Una parola, "unico", che forse non basta. Perché nelle pause tra una celebrazione e l'altra, c'è il tempo di pensare a mente fredda a ciò che il gruppo di giovani scanzonati costruito da Fefè De Giorgi è stato in grado di fare. Un successo che, per tanti motivi, fa scuola nel nostro panorama sportivo.

Sia chiaro: vincere un Mondiale è già un’impresa di per sé. Ma diventa unico, appunto, se lo fai con un gruppo dall'età media di 24 anni, in cui su 14 atleti che partecipano alla spedizione sono addirittura 12 quelli che non hanno mai disputato una singola partita a un Mondiale. Cosa nuova, sconosciuta, così grande e infinita rispetto ai palcoscenici su cui hanno fin qui recitato.

È un successo unico se per ottenerlo rinunci a due totem della Nazionale italiana, Osmany Juantorena (a dire il vero, già da qualche anno lontano dall'Italvolley del c.t. De Giorgi), ma soprattutto ad Ivan Zaytsev, lo Zar d'Italia la cui esclusione ha fatto enorme scalpore. "Come rinunciare al carisma e all’esperienza di un veterano?", si chiedevano in molti.

È un successo unico perché si fa messaggio per tutte le discipline e per tutto il Paese: vincere, con i giovani, si può. Il talento, forse nascosto e da tirar fuori, c'è. Ci vuole fiducia. Ci vuole anche la persona giusta per farlo emergere quel talento. Quella persona è stata Ferdinando De Giorgi. Per gli amici del volley, Fefè. Ha compiuto la sua rivoluzione copernicana. L'Ancelotti della pallavolo, capace di vincere quattro Mondiali di cui tre da giocatore e uno da commissario tecnico. Proprio lui, che era in campo in quella sera del novembre 1998 che ha consegnato l'ultimo titolo Mondiale all'Italvolley maschile.

È la vittoria di Simone Giannelli, 26 anni, enfant prodige che ha ridisegnato il ruolo del palleggiatore. Poi Alessandro Michieletto, 21 anni, il nuovo che avanza, figlio d'arte e uno di quei talenti che nascono una volta ogni 50 anni.
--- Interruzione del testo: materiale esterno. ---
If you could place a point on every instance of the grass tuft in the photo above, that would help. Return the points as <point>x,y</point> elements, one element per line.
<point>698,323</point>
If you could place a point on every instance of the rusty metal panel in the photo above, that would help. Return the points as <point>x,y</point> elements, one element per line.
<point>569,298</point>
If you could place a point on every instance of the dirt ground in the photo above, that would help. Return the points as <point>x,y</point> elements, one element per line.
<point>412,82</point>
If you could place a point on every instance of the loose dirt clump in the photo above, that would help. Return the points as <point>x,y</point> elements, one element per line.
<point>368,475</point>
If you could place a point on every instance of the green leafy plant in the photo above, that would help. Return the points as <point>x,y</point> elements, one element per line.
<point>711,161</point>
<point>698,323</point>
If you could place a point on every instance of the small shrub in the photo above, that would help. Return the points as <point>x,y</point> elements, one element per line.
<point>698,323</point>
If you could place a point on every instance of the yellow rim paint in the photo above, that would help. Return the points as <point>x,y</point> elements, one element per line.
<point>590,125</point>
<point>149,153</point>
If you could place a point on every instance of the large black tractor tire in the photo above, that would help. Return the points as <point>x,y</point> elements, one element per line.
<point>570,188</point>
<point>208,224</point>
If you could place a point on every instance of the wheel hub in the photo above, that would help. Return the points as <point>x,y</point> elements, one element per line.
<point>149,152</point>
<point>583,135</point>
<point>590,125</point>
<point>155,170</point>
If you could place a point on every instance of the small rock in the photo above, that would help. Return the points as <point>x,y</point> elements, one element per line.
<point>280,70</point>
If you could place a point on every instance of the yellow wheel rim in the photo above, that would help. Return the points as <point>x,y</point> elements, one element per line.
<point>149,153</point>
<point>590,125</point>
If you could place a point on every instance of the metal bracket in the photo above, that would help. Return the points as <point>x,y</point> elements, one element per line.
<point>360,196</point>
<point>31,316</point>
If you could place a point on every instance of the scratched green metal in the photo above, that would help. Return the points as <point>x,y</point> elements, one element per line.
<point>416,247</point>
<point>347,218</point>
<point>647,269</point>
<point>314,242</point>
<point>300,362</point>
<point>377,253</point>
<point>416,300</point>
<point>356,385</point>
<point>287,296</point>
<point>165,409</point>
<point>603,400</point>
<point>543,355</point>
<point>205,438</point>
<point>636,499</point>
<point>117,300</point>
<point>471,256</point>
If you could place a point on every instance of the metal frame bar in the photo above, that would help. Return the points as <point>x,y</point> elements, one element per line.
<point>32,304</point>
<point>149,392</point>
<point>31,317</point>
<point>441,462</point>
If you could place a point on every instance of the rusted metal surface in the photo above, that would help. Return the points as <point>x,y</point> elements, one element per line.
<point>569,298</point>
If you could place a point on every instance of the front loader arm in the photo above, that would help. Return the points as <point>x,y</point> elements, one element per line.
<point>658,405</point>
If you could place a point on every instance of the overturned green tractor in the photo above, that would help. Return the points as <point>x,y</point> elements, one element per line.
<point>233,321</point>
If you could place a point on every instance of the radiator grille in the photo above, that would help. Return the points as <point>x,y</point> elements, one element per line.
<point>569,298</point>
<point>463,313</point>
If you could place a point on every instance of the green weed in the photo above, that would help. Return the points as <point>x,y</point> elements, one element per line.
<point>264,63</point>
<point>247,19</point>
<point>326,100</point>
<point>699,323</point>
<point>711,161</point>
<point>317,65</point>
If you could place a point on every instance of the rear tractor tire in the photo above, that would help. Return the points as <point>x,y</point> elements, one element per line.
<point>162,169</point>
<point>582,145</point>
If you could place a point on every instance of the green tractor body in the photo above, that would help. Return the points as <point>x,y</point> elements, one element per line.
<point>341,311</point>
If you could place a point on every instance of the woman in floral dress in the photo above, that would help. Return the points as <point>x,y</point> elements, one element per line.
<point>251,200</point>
È il riscatto di Yuri Romanò, 25 anni, esempio perfetto di tenacia. Una fotografia perfetta di chi, con il duro lavoro, è cresciuto di anno in anno andando oltre le più rosee aspettative. De Giorgi l'ha portato al Mondiale schierandolo titolare, cosa che nelle ultime stagioni in pochissimi hanno fatto. Romanò, infatti, era reduce da una stagione 2021/22 vissuta, di fatto, in panchina. Nelle quattro annate ancora precedenti, addirittura, non era altro che un normale giocatore di Serie A2.

È la consacrazione di Simone Anzani, 30 anni, il "veterano" (se si può così definire un classe 1992), leader carismatico del gruppo. Pochi giorni prima dell'inizio del Mondiale, Simone ha perso lo zio, il suo talismano, affetto carissimo che non si era mai perso una finale del nipote e che era pronto a prenotare il viaggio per Katowice. Quando è caduto l'ultimo pallone nella finalissima contro la Polonia, Simone ha alzato immediatamente le dita a indicare al cielo: quella medaglia, la più importante, era per lo zio che non c'era più.
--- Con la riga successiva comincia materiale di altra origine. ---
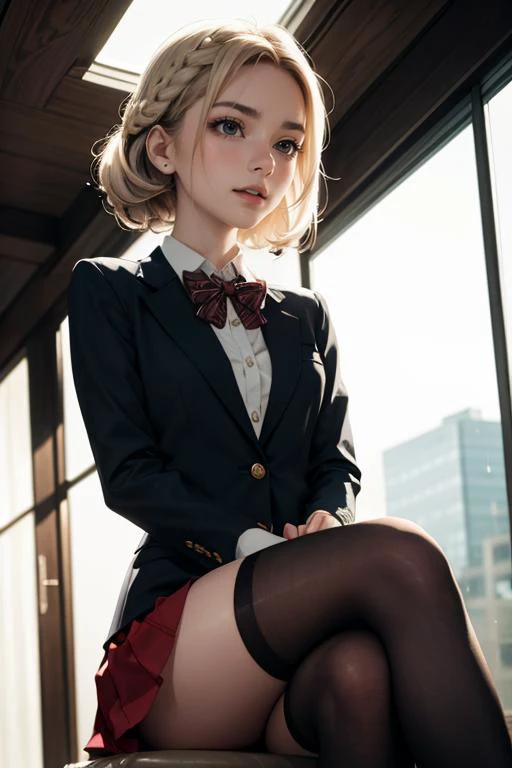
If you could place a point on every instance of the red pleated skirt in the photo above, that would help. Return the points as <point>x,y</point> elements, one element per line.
<point>130,676</point>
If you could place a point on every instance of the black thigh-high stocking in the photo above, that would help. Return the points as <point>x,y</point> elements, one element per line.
<point>395,582</point>
<point>339,703</point>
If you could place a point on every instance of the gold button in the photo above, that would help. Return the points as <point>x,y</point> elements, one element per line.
<point>258,471</point>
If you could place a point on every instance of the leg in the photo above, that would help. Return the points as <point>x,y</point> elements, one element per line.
<point>391,578</point>
<point>339,703</point>
<point>214,695</point>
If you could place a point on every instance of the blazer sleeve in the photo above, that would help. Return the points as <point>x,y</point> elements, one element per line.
<point>333,475</point>
<point>136,478</point>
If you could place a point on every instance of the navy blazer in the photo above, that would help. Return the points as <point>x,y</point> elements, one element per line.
<point>174,447</point>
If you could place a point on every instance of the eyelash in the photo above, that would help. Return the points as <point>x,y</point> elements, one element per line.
<point>214,124</point>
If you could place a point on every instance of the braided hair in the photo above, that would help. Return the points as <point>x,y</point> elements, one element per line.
<point>198,63</point>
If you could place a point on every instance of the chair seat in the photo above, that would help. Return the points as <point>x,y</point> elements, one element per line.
<point>198,758</point>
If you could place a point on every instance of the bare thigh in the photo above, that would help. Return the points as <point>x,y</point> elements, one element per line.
<point>214,695</point>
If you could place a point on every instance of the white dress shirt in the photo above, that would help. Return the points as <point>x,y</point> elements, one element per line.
<point>246,349</point>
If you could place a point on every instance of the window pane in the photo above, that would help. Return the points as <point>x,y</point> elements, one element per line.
<point>20,693</point>
<point>16,493</point>
<point>406,286</point>
<point>499,113</point>
<point>77,451</point>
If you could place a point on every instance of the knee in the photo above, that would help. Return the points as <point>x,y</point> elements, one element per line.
<point>410,561</point>
<point>354,674</point>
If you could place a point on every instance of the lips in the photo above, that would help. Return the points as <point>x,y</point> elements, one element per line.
<point>254,191</point>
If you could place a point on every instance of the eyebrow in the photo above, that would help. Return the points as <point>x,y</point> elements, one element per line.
<point>251,112</point>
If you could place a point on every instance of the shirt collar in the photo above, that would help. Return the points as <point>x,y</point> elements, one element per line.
<point>181,257</point>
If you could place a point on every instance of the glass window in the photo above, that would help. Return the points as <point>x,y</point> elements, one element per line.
<point>406,286</point>
<point>16,491</point>
<point>499,124</point>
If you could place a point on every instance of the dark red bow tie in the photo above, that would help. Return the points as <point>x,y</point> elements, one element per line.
<point>209,295</point>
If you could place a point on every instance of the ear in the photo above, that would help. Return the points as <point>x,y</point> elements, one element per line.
<point>160,149</point>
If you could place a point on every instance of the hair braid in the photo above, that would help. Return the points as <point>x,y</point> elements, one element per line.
<point>197,65</point>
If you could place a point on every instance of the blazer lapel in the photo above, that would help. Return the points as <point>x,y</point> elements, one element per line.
<point>282,337</point>
<point>173,309</point>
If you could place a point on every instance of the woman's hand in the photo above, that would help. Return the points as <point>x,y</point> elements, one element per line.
<point>318,521</point>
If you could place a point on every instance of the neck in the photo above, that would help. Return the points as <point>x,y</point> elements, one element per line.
<point>218,247</point>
E poi è il successo di Daniele Lavia, Roberto Russo, Giulio Pinali, Francesco Recine, Fabio Balaso, Riccardo Sbertoli, Mattia Bottolo, Gianluca Galassi, Leonardo Scanferla e Leandro Mosca. Tutti hanno partecipato alla festa, tutti hanno preso una fetta della torta. De Giorgi ha usato questa metafora per spronare il gruppo, per dire: "Gustiamoci ogni partita, ogni momento, come se fosse un dolce". E poi, la ciliegina nel momento più atteso, la finale a Katowice contro i padroni di casa della Polonia.

Ieri, nel 1998, c'era la generazione dei fenomeni con Giani, Papi, Gardini e proprio De Giorgi. Oggi, nel 2022, c'è quella dei piccoli fenomeni, con Michieletto, Lavia, Romanò e Giannelli. Un cambio generazionale che non solo ha tracciato una nuova strada nella storia dell'Italvolley maschile, ma che deve essere da esempio per tutto il Paese.